Горгона
Часть 15 из 22 Информация о книге
Для доступа к библиотеке пройдите авторизацию
— Если б ты знала…
— Что знала? Что? — заорала я. — Что ты сама понятия не имеешь кто мой отец? Что трахалась напропалую и залетела неведомо от кого? Это мне нужно знать? Не беспокойся, уже догадалась. Всю жизнь твоё враньё слушала про докторов и музыкантов — хватит с меня! Хватит!
Сейчас начнёт реветь — подумала я. И ещё — а ведь я совсем не похожа на неё. Ни капельки.
Но мать плакать не стала. Она со всего маху влепила мне пощёчину. Звон в ушах и искры из глаз — никакая не фигура речи. А следом — боль, резкая и жаркая, как ожог.
Я выскочила из квартиры. Грохнула дверью. Звонкое эхо прилетело сверху и чуть позже снизу.
Первым делом я нашла автомат и позвонила Америке. Руки тряслись, я с трудом попадала в нужные цифры. В мембране запиликали короткие гудки. Занято, снова занято.

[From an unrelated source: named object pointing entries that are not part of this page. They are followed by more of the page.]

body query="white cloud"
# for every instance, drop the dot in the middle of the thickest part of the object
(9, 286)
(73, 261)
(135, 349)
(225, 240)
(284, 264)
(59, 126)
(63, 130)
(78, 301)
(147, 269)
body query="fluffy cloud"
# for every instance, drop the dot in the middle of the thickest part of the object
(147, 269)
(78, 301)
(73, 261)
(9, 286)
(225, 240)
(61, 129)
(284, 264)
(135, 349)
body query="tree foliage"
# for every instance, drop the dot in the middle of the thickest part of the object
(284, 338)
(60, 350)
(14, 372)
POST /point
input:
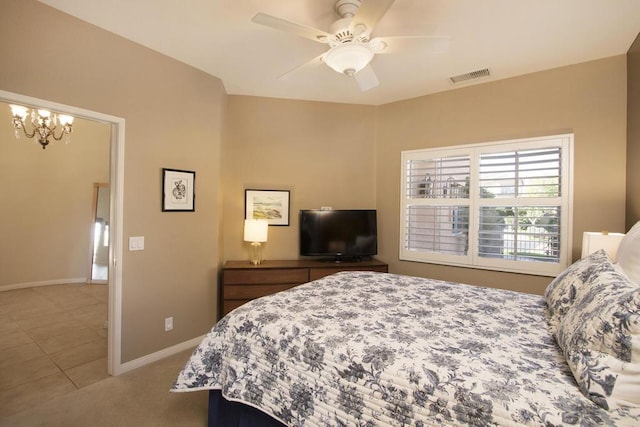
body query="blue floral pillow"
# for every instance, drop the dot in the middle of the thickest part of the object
(561, 292)
(600, 337)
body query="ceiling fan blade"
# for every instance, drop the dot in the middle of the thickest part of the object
(369, 13)
(417, 44)
(291, 27)
(309, 64)
(366, 78)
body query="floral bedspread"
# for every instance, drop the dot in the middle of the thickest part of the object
(364, 348)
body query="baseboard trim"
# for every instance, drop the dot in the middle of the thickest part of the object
(42, 283)
(158, 355)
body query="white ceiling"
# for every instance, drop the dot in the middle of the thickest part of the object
(509, 37)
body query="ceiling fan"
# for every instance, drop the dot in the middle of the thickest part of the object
(351, 47)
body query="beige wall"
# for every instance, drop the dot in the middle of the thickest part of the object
(633, 134)
(587, 99)
(46, 215)
(322, 153)
(173, 119)
(345, 156)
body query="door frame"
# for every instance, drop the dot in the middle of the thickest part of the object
(116, 213)
(92, 239)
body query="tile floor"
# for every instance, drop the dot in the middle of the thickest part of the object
(53, 340)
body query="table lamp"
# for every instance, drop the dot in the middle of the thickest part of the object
(255, 231)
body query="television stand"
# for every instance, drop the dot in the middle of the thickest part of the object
(243, 281)
(338, 259)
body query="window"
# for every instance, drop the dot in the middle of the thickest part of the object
(503, 205)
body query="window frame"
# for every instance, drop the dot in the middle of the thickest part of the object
(471, 260)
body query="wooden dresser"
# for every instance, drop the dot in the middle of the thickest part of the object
(242, 282)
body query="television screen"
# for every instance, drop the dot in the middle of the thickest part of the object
(348, 234)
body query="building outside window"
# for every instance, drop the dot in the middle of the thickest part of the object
(502, 205)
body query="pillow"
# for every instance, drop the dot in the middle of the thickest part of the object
(561, 292)
(600, 339)
(629, 253)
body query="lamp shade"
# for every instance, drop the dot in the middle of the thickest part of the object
(256, 230)
(592, 241)
(349, 58)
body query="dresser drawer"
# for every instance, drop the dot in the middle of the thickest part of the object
(317, 273)
(244, 292)
(265, 276)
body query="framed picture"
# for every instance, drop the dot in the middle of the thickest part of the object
(178, 190)
(272, 205)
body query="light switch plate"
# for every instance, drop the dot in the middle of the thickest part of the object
(136, 243)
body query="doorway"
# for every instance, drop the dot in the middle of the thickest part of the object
(99, 242)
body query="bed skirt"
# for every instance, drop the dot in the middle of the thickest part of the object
(223, 413)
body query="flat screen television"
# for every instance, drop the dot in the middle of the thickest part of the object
(339, 235)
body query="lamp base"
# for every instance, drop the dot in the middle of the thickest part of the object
(255, 253)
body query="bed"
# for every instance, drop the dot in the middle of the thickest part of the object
(369, 349)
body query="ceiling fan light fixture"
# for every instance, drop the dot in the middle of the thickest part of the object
(349, 58)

Подождала минут пять. Стоять на месте не могла, быстрым шагом ходила взад и вперёд, словно охраняла телефонную будку. Прогнала пронырливую девицу, которой тоже вздумалось куда-то звонить. Набрала номер — короткие гудки.

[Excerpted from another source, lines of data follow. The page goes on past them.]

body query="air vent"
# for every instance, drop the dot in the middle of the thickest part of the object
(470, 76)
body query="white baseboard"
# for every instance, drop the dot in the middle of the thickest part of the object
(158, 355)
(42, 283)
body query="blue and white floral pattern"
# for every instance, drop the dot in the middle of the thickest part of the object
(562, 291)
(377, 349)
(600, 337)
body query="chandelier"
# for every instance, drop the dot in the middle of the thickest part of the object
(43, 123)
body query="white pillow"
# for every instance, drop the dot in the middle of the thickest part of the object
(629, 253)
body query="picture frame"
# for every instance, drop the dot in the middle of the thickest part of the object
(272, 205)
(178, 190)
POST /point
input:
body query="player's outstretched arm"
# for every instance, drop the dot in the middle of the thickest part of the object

По неясной причине мне казалось жизненно важным связаться с Америкой. Найти его, поговорить, рассказать. Он жил где-то в районе Академической, но этой информации было явно недостаточно чтобы начать поиск. Не могла же я бегать по всем дворам Ленинского проспекта и кричать «Америка! Америка!».
К тому же короткие гудки вовсе не означали, что он дома. Что сидит себе и беседует с кем-то. Причём сутками напролёт. Скорее всего, он отключил телефон. Или просто снял трубку.
Не взирая на столь логичное умозаключение, я названивала весь день. Из каждого автомата, который попадался на пути. Оббежала весь центр — от Патриков по бульварам до Пушки, после вниз по Горького до Манежа. Разумеется, первым делом я решила проверить Планетарий. Ни Америки, ни ребят из его компании там не было. Не было их и в «Национале». В «России» нижний бар открывался только в семь.
По набережной от Зарядья добралась до Крымской. На кортах «Чайки» был санитарный день. Оставались ещё конюшни ЦСКА, но уже смеркалось и я едва передвигала ноги. Добрела до Зубовской, у нового здания АПН села на «букашку». Троллейбус едва полз, без единой мысли я глазела в окно. Вот так бы ехать и ехать. По кольцу, по кругу. Мимо Девятинского переулка, мимо Калиниского проспекта, мимо Смоленской. Шофёр объявил: «Площадь Восстания». Моя — инстинктивно я встала и вышла. Вопреки решению не выходить и продолжать кружить по Садовому кольцу до самой могилы.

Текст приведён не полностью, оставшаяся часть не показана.